Soydemir adds that exporting agricultural products is how many people make a living in California, and, according to Rolph, the tariffs could impact farmers and rural communities.
It’s also not a problem that farmers could avoid since the tariff is on United States exports and not California in specific. The government could develop subsidies to negate the effect of tariffs, according to Soydemir, however, those subsidies will come out of the consumer’s pockets.
An option like diversification is not necessarily feasible either. Rolph reasoned that the transition from one crop to another isn’t “practical, economical, or easy” for a farmer to do.
Soydemir reasoned that while it is possible to search for other markets for products like almonds, they would have to be big enough to compare the European Union and China.
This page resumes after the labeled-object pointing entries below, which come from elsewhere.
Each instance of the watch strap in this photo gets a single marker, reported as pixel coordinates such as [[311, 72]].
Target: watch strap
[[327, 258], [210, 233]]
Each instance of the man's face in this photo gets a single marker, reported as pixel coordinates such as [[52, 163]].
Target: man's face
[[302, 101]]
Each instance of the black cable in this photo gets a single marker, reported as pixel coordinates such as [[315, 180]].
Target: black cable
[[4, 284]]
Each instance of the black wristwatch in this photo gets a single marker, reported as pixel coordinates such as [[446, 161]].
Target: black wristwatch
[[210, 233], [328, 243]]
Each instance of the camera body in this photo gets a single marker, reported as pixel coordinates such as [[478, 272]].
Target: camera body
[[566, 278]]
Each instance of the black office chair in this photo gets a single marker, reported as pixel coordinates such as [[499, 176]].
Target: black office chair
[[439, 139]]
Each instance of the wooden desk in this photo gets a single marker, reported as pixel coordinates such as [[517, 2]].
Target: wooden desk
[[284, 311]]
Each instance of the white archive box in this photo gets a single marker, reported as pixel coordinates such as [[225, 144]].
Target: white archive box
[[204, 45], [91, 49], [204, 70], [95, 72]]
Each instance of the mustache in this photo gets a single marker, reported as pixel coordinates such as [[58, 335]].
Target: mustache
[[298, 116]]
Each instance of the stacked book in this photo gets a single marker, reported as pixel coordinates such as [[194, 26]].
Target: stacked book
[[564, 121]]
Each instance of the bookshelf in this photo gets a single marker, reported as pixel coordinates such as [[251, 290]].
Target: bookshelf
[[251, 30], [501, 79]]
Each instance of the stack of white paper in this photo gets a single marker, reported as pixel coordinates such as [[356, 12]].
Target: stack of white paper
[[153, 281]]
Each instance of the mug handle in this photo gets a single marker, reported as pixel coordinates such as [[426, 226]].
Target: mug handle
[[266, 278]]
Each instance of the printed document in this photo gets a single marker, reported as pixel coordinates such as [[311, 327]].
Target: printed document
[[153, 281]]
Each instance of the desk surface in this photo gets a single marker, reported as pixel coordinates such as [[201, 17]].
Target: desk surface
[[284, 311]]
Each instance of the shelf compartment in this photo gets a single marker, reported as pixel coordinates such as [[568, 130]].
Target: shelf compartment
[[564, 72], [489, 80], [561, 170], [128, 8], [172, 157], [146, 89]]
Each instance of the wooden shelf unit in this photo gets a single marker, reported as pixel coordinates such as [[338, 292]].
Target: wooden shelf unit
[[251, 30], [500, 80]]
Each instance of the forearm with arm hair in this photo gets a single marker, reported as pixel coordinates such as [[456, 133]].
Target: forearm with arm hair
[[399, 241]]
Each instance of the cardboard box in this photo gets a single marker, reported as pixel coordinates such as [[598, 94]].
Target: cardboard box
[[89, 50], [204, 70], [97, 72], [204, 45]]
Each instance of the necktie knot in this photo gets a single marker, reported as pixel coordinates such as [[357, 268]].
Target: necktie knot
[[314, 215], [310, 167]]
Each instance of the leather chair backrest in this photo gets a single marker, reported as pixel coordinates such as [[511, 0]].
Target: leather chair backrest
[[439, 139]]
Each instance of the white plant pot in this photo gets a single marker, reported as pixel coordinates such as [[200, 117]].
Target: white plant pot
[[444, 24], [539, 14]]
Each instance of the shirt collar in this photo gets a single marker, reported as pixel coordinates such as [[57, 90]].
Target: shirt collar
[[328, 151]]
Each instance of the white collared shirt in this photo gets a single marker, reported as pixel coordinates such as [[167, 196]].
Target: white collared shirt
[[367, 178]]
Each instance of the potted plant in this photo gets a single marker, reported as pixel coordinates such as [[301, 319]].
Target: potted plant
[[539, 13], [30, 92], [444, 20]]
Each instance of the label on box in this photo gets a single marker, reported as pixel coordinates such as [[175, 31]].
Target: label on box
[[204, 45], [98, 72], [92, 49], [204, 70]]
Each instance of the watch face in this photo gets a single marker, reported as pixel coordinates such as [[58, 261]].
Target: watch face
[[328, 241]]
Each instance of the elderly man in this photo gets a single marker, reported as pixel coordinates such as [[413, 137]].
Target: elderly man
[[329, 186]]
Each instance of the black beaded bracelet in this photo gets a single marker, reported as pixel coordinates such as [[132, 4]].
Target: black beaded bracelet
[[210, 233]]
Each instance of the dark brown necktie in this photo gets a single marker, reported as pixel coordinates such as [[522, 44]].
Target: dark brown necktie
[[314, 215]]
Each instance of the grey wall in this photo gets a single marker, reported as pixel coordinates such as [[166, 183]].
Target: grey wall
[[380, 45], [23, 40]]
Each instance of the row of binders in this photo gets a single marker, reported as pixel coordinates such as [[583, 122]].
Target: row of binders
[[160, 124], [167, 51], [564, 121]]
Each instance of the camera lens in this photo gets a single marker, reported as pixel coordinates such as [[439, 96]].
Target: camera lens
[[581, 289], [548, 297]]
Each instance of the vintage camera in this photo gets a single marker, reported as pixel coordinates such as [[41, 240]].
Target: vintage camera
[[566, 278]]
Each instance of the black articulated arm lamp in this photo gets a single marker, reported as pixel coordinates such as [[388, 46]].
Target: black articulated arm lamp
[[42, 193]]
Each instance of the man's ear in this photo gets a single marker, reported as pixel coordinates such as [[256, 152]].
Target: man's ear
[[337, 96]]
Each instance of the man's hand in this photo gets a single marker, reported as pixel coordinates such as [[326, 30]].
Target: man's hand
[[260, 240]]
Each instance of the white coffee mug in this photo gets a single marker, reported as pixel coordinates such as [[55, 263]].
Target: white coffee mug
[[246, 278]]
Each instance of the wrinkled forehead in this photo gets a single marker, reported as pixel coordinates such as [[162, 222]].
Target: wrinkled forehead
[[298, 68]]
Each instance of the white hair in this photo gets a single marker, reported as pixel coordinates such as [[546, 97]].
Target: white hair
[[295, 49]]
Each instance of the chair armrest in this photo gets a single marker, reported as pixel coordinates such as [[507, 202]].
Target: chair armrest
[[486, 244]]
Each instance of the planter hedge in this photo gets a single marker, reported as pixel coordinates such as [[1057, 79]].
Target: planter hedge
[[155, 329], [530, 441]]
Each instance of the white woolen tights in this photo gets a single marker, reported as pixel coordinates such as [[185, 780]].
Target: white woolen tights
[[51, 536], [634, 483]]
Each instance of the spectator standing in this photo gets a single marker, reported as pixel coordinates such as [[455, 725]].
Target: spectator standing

It was a rationale that resonated with comments from Rolph as well.
“There is enormous competition in the international marketplace, especially in China, where if we lose a buyer in China, another country’s goods could displace ours, leaving us with no destination for that product,” Rolph said in an email. “These tariffs threaten to take away these markets that can’t be easily replaced.”
4. Agricultural jobs could be on the line
“Our major income is agriculture. Jobs will be lost,” said Soydemir. “This area already has twice the rate of unemployment as nationwide unemployment. It’s a vulnerable area. It’s a disadvantaged region.”
“There will be a greater loss of jobs here in the Valley and a greater loss of income.”
Even though the tariffs will impact both large farms and small farms, the larger farms may be able to absorb some of the impacts. It’s the smaller farms that may not be able to absorb the “shock” that from the tariffs as easily, according to Soydemir.
He reasoned that the greatest impact may go toward unskilled or even part-time workers. These are the jobs he speculated would be the first to go as the areas deal with the impacts. As farmers become unable to move their product and lose income, they may have to start removing jobs.
“Obviously, the effect is not going to be immediate but over a year or two we’re going to start seeing these impacts,” claimed Soydemir. “It may actually push our economy into a full-blown recession.”
Organizations like the California Farm Bureau are urging the Trump Administration to work out a deal to avoid the impact of the tariffs. Additional work is being done with the United States Department of Agriculture for mitigation ideas if the tariffs are in place for an extended time.